Berdasarkan makna nama-nama tersebut di atas, pengertian kata yudistira ternyata bertolak belakang dengan karakter Puntadewa. Yudistira yang berarti prajurit yang tangguh. Sifat demikian ternyata sama sekali tidak dimiliki Puntadewa, bahkan sebaliknya. Meskipun demikian masih digunakannya nama Yudistira menunjukkan adanya kesetiaan tradisi pedalangan untuk mengikuti tradisi asalnya. Fenomena demikian menunjukkan bahwa banyak aspek yang melatarbelakangi transformasi Yuddhishthira. Yang menjadi persoalan adalah bagaimana cara tradisi pedalangan melakukan transformasi mitos Yudistira? Jawaban dari permasalahan ini akan diperoleh dengan mengkaji makna yang terkandung dalam diri tokoh Puntadewa, baik secara terminologi maupun mitologi.. Puntadewa dipandang sebagai sebuah teks. Dalam transformasi teks dapat dikenali tanggapan penciptanya atas teks yang didapatkanya terdahulu. Seorang dalang menerima teks dari pendahulunya, kemudian ia menanggapi dan menafsirkan menjadi sanggit dan bahkan lakon baru.
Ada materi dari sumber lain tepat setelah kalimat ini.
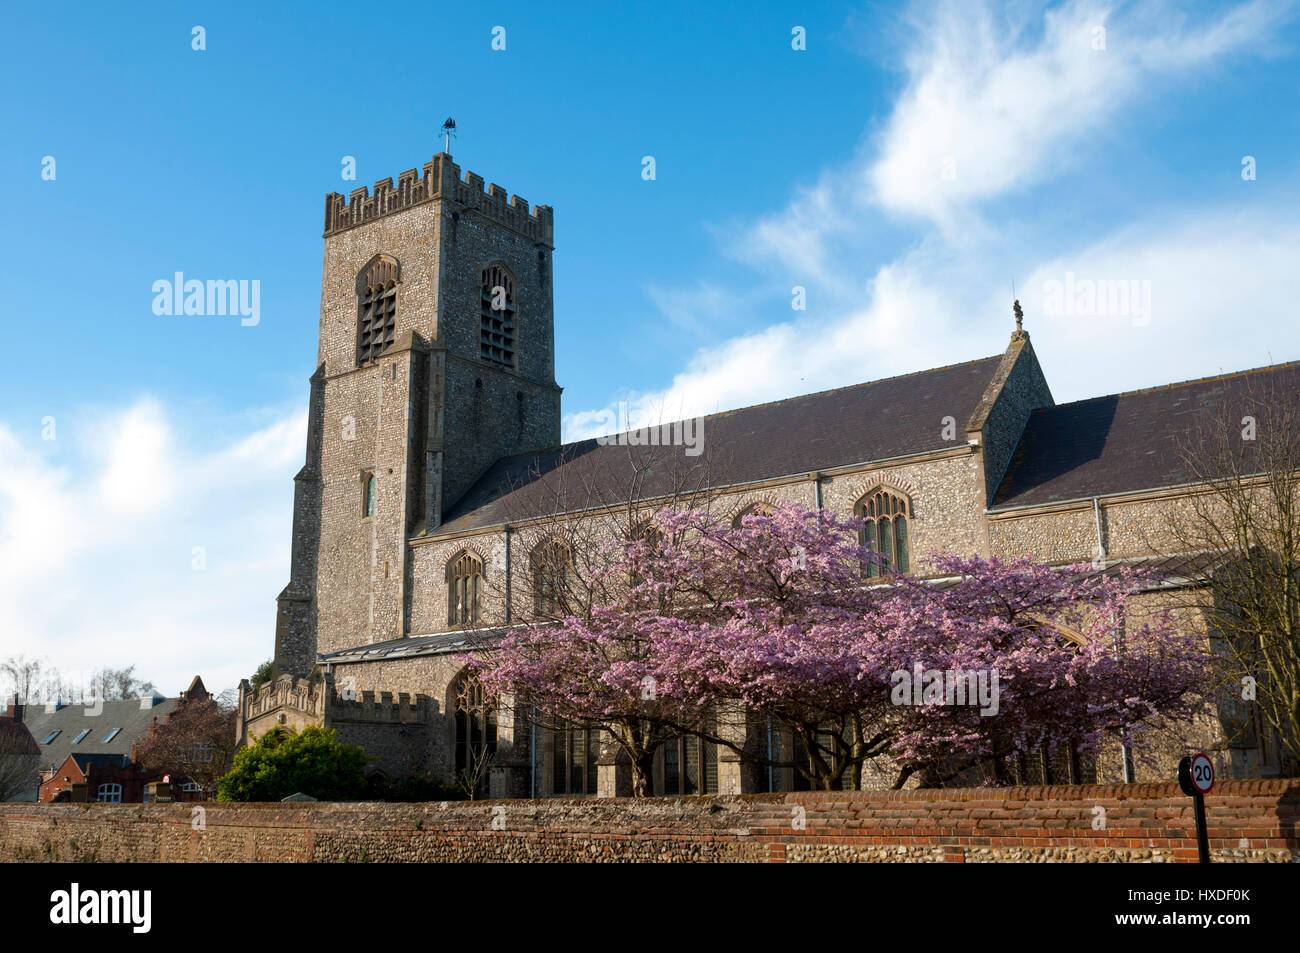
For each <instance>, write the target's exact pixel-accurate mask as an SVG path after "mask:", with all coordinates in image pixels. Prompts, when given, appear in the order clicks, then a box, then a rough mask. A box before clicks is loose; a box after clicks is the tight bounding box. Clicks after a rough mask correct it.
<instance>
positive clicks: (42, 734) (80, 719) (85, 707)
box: [22, 698, 178, 766]
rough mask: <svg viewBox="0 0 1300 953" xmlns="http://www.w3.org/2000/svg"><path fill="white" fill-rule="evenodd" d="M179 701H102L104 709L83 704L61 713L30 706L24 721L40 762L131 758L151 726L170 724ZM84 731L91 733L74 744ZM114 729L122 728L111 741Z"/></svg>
mask: <svg viewBox="0 0 1300 953" xmlns="http://www.w3.org/2000/svg"><path fill="white" fill-rule="evenodd" d="M177 701H178V699H175V698H161V699H160V698H146V699H144V703H146V705H147V706H148V707H143V709H142V707H140V703H142V701H140V699H139V698H127V699H126V701H120V702H101V703H100V705H101V710H99V712H98V714H94V712H96V707H87V706H85V705H82V703H72V705H64V707H61V709H59V710H57V711H47V710H45V706H44V705H40V703H36V705H29V706H26V707H25V709H23V712H22V720H23V724H26V725H27V729H29V731H30V732H31V735H32V737H34V738H35V740H36V744H38V745H39V748H40V763H42V764H43V766H48V764H62V763H64V761H66V759H68V755H70V754H75V755H78V757H81V755H83V754H86V755H92V754H94V755H98V754H103V755H112V757H117V758H129V757H130V753H131V744H133V742H135V741H142V740H143V738H144V736H146V735H147V733H148V729H149V725H151V724H152V723H153V719H155V718H156V719H157V720H159V724H162V723H165V722H166V716H168V715H169V714H170V712H172V711H174V710H175V706H177ZM56 728H57V729H59V735H57V736H56V737H55V738H53V741H51V742H49V744H48V745H42V744H40V741H42V740H43V738H45V737H47V736H48V735H49V733H51V732H52V731H55V729H56ZM83 728H90V732H88V733H87V735H86V737H83V738H82V740H81V741H79V742H77V744H73V738H75V737H77V736H78V735H79V733H81V732H82V729H83ZM113 728H121V731H120V732H117V733H116V735H114V736H113V737H112V738H110V740H108V741H105V738H108V736H109V733H110V732H112V731H113Z"/></svg>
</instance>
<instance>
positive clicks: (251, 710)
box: [242, 673, 433, 724]
mask: <svg viewBox="0 0 1300 953" xmlns="http://www.w3.org/2000/svg"><path fill="white" fill-rule="evenodd" d="M432 709H433V699H432V698H429V697H428V696H422V694H416V696H412V694H409V693H407V692H399V693H398V694H396V696H395V697H394V694H393V693H391V692H380V693H378V697H376V693H374V692H350V690H347V689H339V688H337V686H335V684H334V677H333V676H331V675H329V673H317V675H316V676H313V677H311V679H295V677H292V676H290V675H281V676H279V677H277V679H273V680H272V681H268V683H266V684H265V685H263V686H261V688H259V689H257V690H255V692H253V690H247V692H246V693H244V696H243V711H242V715H243V720H244V722H246V723H247V722H252V720H255V719H257V718H261V716H263V715H268V714H272V712H298V714H302V715H305V716H307V719H308V720H309V722H315V723H317V724H331V723H335V722H348V723H370V724H417V723H421V722H424V720H425V719H426V715H428V712H429V711H432Z"/></svg>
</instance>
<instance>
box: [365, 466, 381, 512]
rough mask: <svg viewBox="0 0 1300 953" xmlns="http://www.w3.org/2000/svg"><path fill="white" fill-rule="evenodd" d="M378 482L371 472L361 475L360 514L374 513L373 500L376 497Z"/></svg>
mask: <svg viewBox="0 0 1300 953" xmlns="http://www.w3.org/2000/svg"><path fill="white" fill-rule="evenodd" d="M378 491H380V484H378V481H377V480H376V477H374V475H373V473H363V475H361V516H373V515H374V502H376V498H377V497H378Z"/></svg>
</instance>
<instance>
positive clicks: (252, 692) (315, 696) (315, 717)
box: [243, 675, 326, 722]
mask: <svg viewBox="0 0 1300 953" xmlns="http://www.w3.org/2000/svg"><path fill="white" fill-rule="evenodd" d="M324 688H325V686H324V684H322V683H321V681H320V680H318V679H295V677H292V676H291V675H281V676H279V677H277V679H272V680H270V681H268V683H265V684H264V685H261V686H260V688H257V689H256V690H250V692H247V693H246V694H244V697H243V720H244V722H253V720H256V719H259V718H261V716H264V715H268V714H270V712H273V711H282V710H290V711H296V712H300V714H303V715H308V716H315V718H316V719H320V718H324V715H325V697H326V693H325V690H322V689H324Z"/></svg>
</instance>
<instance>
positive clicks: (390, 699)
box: [329, 692, 432, 724]
mask: <svg viewBox="0 0 1300 953" xmlns="http://www.w3.org/2000/svg"><path fill="white" fill-rule="evenodd" d="M430 701H432V699H430V698H429V697H428V696H422V694H416V696H411V694H409V693H407V692H398V693H396V694H395V696H394V693H393V692H380V693H377V697H376V693H374V692H357V693H356V694H355V697H354V696H348V694H347V693H341V692H331V693H330V702H329V715H330V722H351V723H368V724H420V723H422V722H424V720H425V716H426V715H428V714H429V703H430Z"/></svg>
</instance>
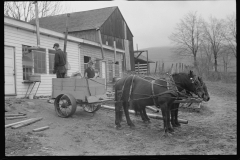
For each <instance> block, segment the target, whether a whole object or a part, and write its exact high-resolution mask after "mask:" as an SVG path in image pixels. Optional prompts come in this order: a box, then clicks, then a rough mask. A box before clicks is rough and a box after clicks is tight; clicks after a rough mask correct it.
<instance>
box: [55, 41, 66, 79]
mask: <svg viewBox="0 0 240 160" xmlns="http://www.w3.org/2000/svg"><path fill="white" fill-rule="evenodd" d="M53 48H54V49H55V50H56V53H55V58H54V69H53V73H54V74H55V73H56V74H57V78H64V77H65V74H66V68H65V64H66V54H65V53H64V52H63V51H62V50H61V49H60V48H59V44H58V43H55V44H54V45H53Z"/></svg>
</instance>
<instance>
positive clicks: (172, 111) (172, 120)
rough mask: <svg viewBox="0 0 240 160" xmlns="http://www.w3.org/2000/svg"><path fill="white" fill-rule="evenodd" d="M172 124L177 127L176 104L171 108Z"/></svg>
mask: <svg viewBox="0 0 240 160" xmlns="http://www.w3.org/2000/svg"><path fill="white" fill-rule="evenodd" d="M171 124H172V126H173V127H177V125H176V124H175V104H172V107H171Z"/></svg>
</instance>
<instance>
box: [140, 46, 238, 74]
mask: <svg viewBox="0 0 240 160" xmlns="http://www.w3.org/2000/svg"><path fill="white" fill-rule="evenodd" d="M140 50H148V57H149V59H150V60H152V61H154V62H156V61H160V66H162V63H164V68H165V70H166V69H168V68H170V67H171V66H172V64H174V67H175V65H176V63H183V64H185V65H192V64H193V59H192V58H190V57H180V56H178V55H176V53H174V52H173V50H172V48H171V47H168V46H166V47H153V48H144V49H140ZM142 55H143V56H146V53H142ZM155 67H156V64H155V63H150V72H154V71H155ZM218 70H219V71H223V64H222V58H221V57H218ZM228 71H231V72H235V71H236V59H235V58H232V59H231V60H230V62H229V64H228Z"/></svg>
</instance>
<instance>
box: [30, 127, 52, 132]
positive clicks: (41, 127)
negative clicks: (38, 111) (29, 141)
mask: <svg viewBox="0 0 240 160" xmlns="http://www.w3.org/2000/svg"><path fill="white" fill-rule="evenodd" d="M46 129H49V126H44V127H40V128H36V129H33V132H39V131H43V130H46Z"/></svg>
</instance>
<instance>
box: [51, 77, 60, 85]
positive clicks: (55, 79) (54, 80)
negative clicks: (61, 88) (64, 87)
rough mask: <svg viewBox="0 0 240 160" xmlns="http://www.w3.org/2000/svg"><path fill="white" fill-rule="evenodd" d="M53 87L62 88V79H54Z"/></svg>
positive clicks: (52, 83) (59, 78)
mask: <svg viewBox="0 0 240 160" xmlns="http://www.w3.org/2000/svg"><path fill="white" fill-rule="evenodd" d="M52 85H54V86H62V78H53V79H52Z"/></svg>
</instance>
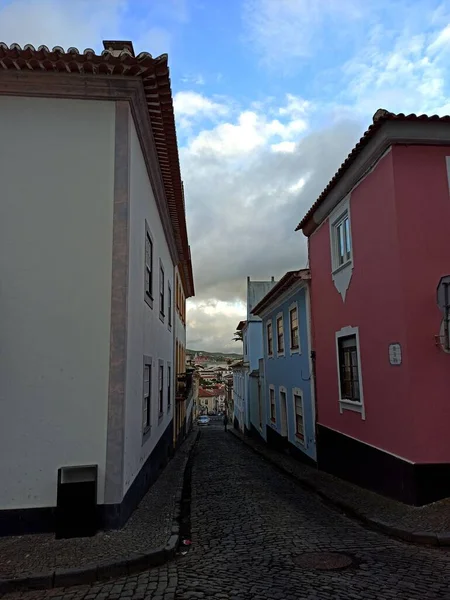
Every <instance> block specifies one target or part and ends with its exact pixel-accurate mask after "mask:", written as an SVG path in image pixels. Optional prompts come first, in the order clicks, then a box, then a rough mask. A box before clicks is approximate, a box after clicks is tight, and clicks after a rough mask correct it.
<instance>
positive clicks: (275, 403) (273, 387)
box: [269, 384, 277, 425]
mask: <svg viewBox="0 0 450 600" xmlns="http://www.w3.org/2000/svg"><path fill="white" fill-rule="evenodd" d="M271 391H272V392H273V400H274V406H275V418H274V419H273V418H272V399H271V397H270V392H271ZM269 421H270V423H271V424H272V425H276V423H277V396H276V394H275V386H274V385H272V384H270V385H269Z"/></svg>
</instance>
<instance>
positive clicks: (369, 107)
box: [338, 26, 450, 115]
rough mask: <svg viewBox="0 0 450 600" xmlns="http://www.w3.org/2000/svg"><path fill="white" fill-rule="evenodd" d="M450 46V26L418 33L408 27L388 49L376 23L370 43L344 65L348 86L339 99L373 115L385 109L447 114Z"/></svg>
mask: <svg viewBox="0 0 450 600" xmlns="http://www.w3.org/2000/svg"><path fill="white" fill-rule="evenodd" d="M425 29H426V28H425ZM449 50H450V27H449V26H445V27H443V28H441V29H439V28H437V29H435V30H433V31H428V32H425V33H416V34H415V35H413V34H412V33H411V30H410V28H406V29H405V30H404V31H402V32H401V33H399V34H396V35H395V36H394V37H393V39H392V42H391V43H390V44H389V46H388V47H387V48H386V35H385V31H384V29H383V28H381V27H375V28H374V29H373V30H372V31H371V32H370V36H369V37H368V43H367V45H366V47H365V48H364V49H363V50H362V51H361V52H360V53H359V54H358V55H357V56H356V57H354V58H352V59H351V60H349V61H348V62H347V63H346V64H344V65H343V68H342V73H343V74H344V84H345V85H344V91H343V92H342V93H341V94H340V95H339V97H338V100H339V101H340V102H343V103H346V104H347V105H352V106H353V110H355V111H358V112H359V113H360V114H361V115H364V114H373V113H374V112H375V111H376V110H377V108H380V107H383V108H387V109H388V110H390V111H392V112H404V113H408V112H415V113H426V112H438V113H441V114H442V107H444V106H445V105H446V104H448V102H449V100H450V97H449V92H448V87H447V79H448V58H449V56H448V51H449Z"/></svg>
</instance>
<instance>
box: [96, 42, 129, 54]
mask: <svg viewBox="0 0 450 600" xmlns="http://www.w3.org/2000/svg"><path fill="white" fill-rule="evenodd" d="M103 48H104V49H105V50H108V51H109V52H111V54H112V55H113V56H120V53H121V52H122V51H123V50H128V52H129V53H130V54H131V56H135V54H134V48H133V42H127V41H123V40H103Z"/></svg>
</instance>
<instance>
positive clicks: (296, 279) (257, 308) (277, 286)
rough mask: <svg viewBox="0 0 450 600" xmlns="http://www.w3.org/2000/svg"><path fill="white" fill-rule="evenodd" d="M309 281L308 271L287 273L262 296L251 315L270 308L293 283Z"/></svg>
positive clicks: (292, 284) (309, 276) (304, 269)
mask: <svg viewBox="0 0 450 600" xmlns="http://www.w3.org/2000/svg"><path fill="white" fill-rule="evenodd" d="M309 279H311V273H310V271H309V269H300V270H299V271H288V272H287V273H286V275H283V277H282V278H281V279H280V281H279V282H278V283H277V284H276V285H275V286H274V287H273V288H272V289H271V290H270V291H269V292H268V293H267V294H266V295H265V296H264V298H263V299H262V300H260V301H259V303H258V304H257V305H256V306H255V307H254V308H253V310H252V313H253V314H254V315H257V314H258V313H259V312H261V311H263V310H264V309H265V308H266V307H267V306H270V304H272V302H274V301H275V300H276V299H277V298H279V297H280V296H281V294H282V293H283V292H285V291H286V290H288V289H289V288H290V287H291V286H293V285H294V283H297V282H298V281H308V280H309Z"/></svg>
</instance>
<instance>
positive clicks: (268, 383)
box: [252, 269, 316, 464]
mask: <svg viewBox="0 0 450 600" xmlns="http://www.w3.org/2000/svg"><path fill="white" fill-rule="evenodd" d="M309 281H310V272H309V271H308V270H307V269H302V270H300V271H291V272H288V273H286V275H285V276H284V277H283V278H282V279H280V281H279V282H278V283H277V285H275V287H273V288H272V289H271V290H270V292H269V293H268V294H267V295H266V296H265V297H264V298H263V299H262V300H261V301H260V302H259V303H258V305H257V306H256V307H255V308H254V309H253V314H256V315H258V316H260V317H261V318H262V328H263V333H264V356H263V359H262V360H261V365H260V368H259V381H258V384H259V389H258V396H257V415H258V418H257V420H256V423H255V421H253V422H252V429H253V432H254V433H256V434H258V435H260V436H261V437H263V438H264V439H266V440H267V443H268V444H270V445H273V446H275V447H276V448H279V449H280V450H288V451H289V452H290V453H291V454H293V455H294V456H296V457H298V458H300V459H303V460H307V461H313V462H314V464H315V461H316V439H315V438H316V435H315V398H314V373H313V362H312V357H311V328H310V323H311V321H310V310H309V304H310V303H309Z"/></svg>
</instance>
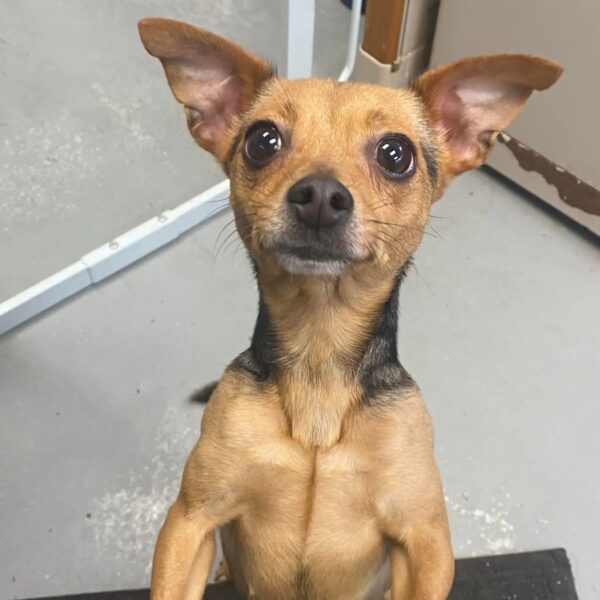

Dalang tersebut dipandang sebagai pencipta, dan demikian berkelanjutan. Dengan demikian karena peranan peneliti adalah sebagai pembaca dan penafsir teks maka kedudukan peneliti dipandang sebagai sisi lain (di luar dalang) dan menjadi bagian dari mata rantai sejarah yang ikut berperan dalam proses perubahan atau penciptaan teks. Makna tokoh Puntadewa tidak tersimpan dalam sebuah lakon yang tunggal, tetapi tersusun dari beberapa lakon yang terjalin dalam membentuk satu kesatuan mitos (Ahimsa Putra, 2001: 80-82). Dengan demikian transformasi Puntadewa dapat dilacak melalui intertekstualitas yaitu hubungan dan kesinambungan dalam mata rantai lakon-lakon yang berhubungan dengan Puntadewa (Wiryamartana, 1990: 10-11). Makna Puntadewa dapat dianalisis melalui konsep asma kinarya japa (setiap nama selalu memiliki makna/ sebagai mantra) dalam masyarakat Jawa (Wahyudi, 2001: 205). Asma di sini mengandung pengertian sebagai ’sebutan’ (pengucapan). Asma dapat diidentikkan dengan penanda sebagai wadah dari sebuah konsep. Dengan demikian konsep asma kinarya japa seperti halnya konsep linguistik dapat digunakan untuk melacak dan menjelaskan makna serta sumber konsep-konsep lakon wayang 72

berdasarkan istilah yang digunakan. Penggunaan konsep asma kinarya japa dalam melacak transformasi Puntadewa dengan cara menafsirkan makna dari nama (gelar) Puntadewa dan kemudian merunut makna tersebut dalam tradisi asalnya yang memiliki kesejajaran makna. Dari sini kita tafsirkan kembali mengenai aspek-aspek yang memungkinkan terjadinya penyimpangan serta mendudukkan semua permasalahan yang ada dalam konteks alam pikiran Jawa.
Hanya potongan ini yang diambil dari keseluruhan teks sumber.